Arm Holdings did not disclose proposed terms for the share sale in its filing with the US Securities and Exchange Commission on Monday.
The company plans to start its roadshow in the first week of September and price the IPO the following week, seeking to be valued in the listing at $60 billion to $70 billion, Bloomberg News has reported.
While Arm had been aiming to raise $8 billion to $10 billion in the IPO, that target could be lower since SoftBank has decided to hold on to more of the company after buying Vision Fund’s stake in it.
The offering is being led by Barclays, Goldman Sachs Group, JPMorgan Chase and Mizuho Financial Group.
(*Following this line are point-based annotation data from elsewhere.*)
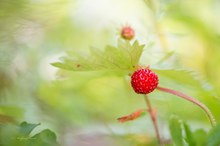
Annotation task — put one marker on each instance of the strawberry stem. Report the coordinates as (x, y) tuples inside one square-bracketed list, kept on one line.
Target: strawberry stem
[(191, 99), (153, 118)]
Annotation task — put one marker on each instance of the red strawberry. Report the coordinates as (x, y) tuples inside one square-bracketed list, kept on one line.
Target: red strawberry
[(127, 33), (144, 81)]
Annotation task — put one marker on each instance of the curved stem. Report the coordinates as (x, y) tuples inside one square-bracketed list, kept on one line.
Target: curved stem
[(153, 118), (191, 99)]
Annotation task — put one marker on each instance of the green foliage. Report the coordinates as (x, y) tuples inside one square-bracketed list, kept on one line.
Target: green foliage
[(189, 135), (20, 135), (176, 131), (123, 57), (181, 133)]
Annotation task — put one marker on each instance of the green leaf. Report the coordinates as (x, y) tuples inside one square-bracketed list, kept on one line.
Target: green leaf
[(44, 138), (123, 57), (26, 128), (214, 137), (189, 135), (176, 131), (200, 137)]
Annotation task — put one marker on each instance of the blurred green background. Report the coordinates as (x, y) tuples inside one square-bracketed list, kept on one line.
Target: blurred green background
[(82, 107)]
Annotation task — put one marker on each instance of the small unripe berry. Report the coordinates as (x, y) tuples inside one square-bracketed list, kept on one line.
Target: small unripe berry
[(127, 33), (144, 81)]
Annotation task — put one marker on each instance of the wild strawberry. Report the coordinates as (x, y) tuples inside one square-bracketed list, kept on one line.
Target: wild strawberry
[(127, 33), (144, 81)]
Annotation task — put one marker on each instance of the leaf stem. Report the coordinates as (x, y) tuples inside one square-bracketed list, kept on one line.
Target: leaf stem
[(153, 118), (191, 99)]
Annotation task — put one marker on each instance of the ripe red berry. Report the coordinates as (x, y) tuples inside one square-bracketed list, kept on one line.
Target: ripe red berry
[(127, 33), (144, 81)]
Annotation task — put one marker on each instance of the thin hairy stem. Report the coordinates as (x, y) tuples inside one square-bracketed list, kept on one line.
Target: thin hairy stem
[(153, 118), (191, 99)]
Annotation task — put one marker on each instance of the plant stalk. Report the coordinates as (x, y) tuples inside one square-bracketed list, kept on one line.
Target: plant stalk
[(191, 99), (153, 118)]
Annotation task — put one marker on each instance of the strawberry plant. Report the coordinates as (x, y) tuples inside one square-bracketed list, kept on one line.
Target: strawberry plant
[(125, 58), (154, 81)]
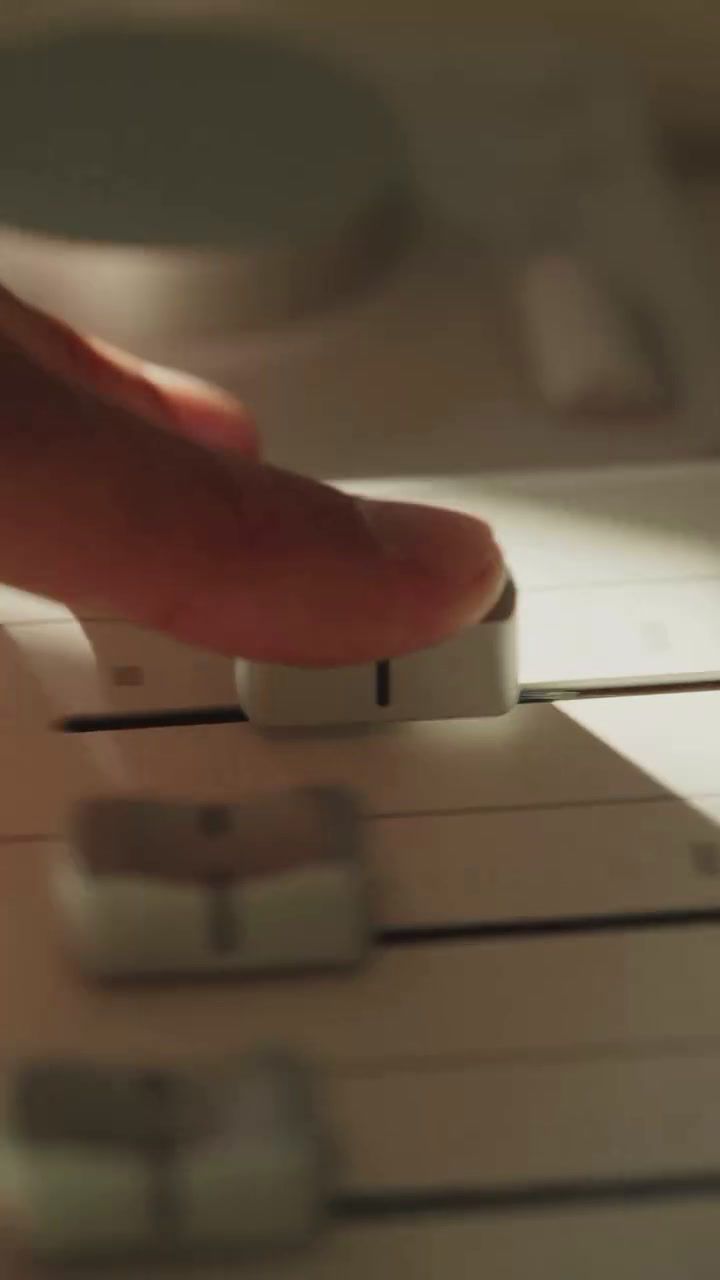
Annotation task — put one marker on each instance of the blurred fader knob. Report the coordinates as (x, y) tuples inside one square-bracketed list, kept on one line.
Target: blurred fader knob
[(163, 182)]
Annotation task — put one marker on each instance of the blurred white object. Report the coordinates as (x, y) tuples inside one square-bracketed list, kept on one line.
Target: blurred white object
[(586, 348)]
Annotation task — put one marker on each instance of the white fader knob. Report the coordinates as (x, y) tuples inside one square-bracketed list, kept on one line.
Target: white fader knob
[(149, 887), (104, 1161), (470, 675)]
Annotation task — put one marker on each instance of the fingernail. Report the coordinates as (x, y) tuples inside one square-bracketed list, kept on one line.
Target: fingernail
[(450, 545), (206, 412)]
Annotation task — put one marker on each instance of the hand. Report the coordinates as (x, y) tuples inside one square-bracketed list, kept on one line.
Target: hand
[(139, 492)]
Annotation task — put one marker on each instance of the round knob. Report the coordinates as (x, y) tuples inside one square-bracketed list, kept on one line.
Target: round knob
[(185, 179)]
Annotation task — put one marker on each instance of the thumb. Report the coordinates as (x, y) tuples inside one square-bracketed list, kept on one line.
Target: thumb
[(100, 507)]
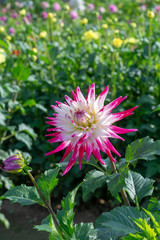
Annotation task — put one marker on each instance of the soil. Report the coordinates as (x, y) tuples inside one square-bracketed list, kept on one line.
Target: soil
[(22, 219)]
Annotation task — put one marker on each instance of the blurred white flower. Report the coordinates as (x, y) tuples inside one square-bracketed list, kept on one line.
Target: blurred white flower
[(77, 5)]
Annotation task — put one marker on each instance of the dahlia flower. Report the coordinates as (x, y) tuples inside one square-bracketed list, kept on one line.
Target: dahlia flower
[(13, 164), (85, 125)]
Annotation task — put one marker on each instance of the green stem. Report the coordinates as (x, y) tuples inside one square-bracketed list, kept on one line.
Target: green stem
[(7, 137), (43, 199), (150, 43), (123, 192)]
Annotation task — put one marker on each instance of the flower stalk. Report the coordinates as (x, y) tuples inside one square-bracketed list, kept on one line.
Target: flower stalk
[(47, 205), (123, 192)]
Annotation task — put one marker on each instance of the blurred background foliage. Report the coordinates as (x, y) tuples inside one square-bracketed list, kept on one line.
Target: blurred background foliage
[(40, 70)]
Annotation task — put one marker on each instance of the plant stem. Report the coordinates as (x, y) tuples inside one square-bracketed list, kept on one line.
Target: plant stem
[(123, 192), (150, 42), (43, 199)]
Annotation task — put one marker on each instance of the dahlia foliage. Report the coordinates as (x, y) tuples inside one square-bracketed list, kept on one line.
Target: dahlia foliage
[(86, 125)]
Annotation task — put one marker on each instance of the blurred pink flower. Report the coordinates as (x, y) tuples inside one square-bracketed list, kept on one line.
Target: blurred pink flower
[(91, 6), (157, 8), (44, 5), (19, 4), (14, 15), (113, 8), (99, 17), (4, 10), (143, 7), (74, 15), (102, 10), (85, 125), (44, 15), (56, 7), (3, 19), (12, 31)]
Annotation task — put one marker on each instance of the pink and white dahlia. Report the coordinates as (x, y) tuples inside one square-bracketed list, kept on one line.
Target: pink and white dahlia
[(86, 125)]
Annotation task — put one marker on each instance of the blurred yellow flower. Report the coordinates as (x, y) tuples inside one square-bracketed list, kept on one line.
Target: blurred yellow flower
[(67, 7), (89, 35), (22, 12), (104, 26), (50, 15), (134, 25), (116, 31), (34, 50), (43, 34), (105, 47), (2, 29), (150, 14), (8, 38), (131, 40), (2, 56), (117, 42), (84, 21), (53, 20)]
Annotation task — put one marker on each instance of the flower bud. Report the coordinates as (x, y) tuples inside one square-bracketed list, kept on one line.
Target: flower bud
[(14, 164), (117, 42), (150, 14)]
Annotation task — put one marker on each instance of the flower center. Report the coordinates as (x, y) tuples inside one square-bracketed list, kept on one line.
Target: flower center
[(81, 118)]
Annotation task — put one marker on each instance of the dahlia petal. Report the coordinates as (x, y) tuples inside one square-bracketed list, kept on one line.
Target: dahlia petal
[(72, 160), (109, 107), (100, 144), (59, 148), (88, 92), (89, 149), (114, 135), (111, 147), (81, 152), (57, 138), (110, 156), (80, 95), (97, 155), (74, 96), (100, 100), (68, 151), (119, 130)]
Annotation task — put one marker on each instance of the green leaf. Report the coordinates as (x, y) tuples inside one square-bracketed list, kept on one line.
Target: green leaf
[(8, 184), (25, 128), (154, 205), (148, 232), (3, 154), (4, 45), (116, 182), (21, 72), (23, 195), (48, 182), (93, 180), (134, 237), (155, 223), (4, 220), (138, 187), (120, 219), (144, 148), (48, 226), (23, 137), (29, 103), (2, 119), (157, 109), (66, 215), (12, 88), (104, 234), (82, 230)]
The filing lists 24 other underwriters below that top tier.
The listing is set to be the largest in the US since electric-vehicle maker Rivian Automotive’s $13.7 billion offering in October 2021.
It could rank near or even just below the tech industry’s largest IPOs: Alibaba Group’s $25 billion 2014 offering and 2012’s $16 billion debut by Meta Platforms, then known as Facebook.
A successful debut by Arm would provide a welcome relief for SoftBank founder Masayoshi Son, whose Vision Fund lost a record $30 billion last year.
It could also spur dozens of start-ups such as online grocery delivery company Instacart and marketing and data automation provider Klaviyo to follow through on – or further delay – their own IPO plans.
Arm’s target valuation underscores a shift in market mood in favour of technologies linked to artificial-intelligence chips and generative AI.
While the UK-based company’s technology is used in almost every smartphone, its place in the industry has long been obscure.
Arm sells the blueprints needed to design microprocessors, and licenses technology known as instruction sets that dictate how software programs communicate with those chips.
The power efficiency of Arm’s technology helped to make it ubiquitous on phones, where battery life is critical.
Rene Haas, who took over as Arm’s chief executive officer last year, is now working to expand beyond the smartphone market, which has stagnated in recent years.
He is aiming for more advanced computing, particularly the chips for data centres for cloud computing and artificial intelligence applications.
Processors for that market are among the most expensive and most profitable in the industry.
Amazon has adopted Arm-based chips for its Amazon Web Services because it says they are more efficient in terms of energy and economics. They are used by 40,000 AWS customers.
SoftBank will remain the controlling shareholder of Arm after it begins trading, according to the filing.
SoftBank has acquired substantially all of the Vision Fund’s 25 per cent stake in Arm for $16.1 billion, according to the filing.
The filing confirms that Arm saw its revenue decline about 1 per cent in its last fiscal year.
Its sales fell to $2.68 billion for the year ended March 31, according to the filing, which is still subject to change.
Arm plans for its shares to trade on the Nasdaq Global Select Market under the symbol ARM.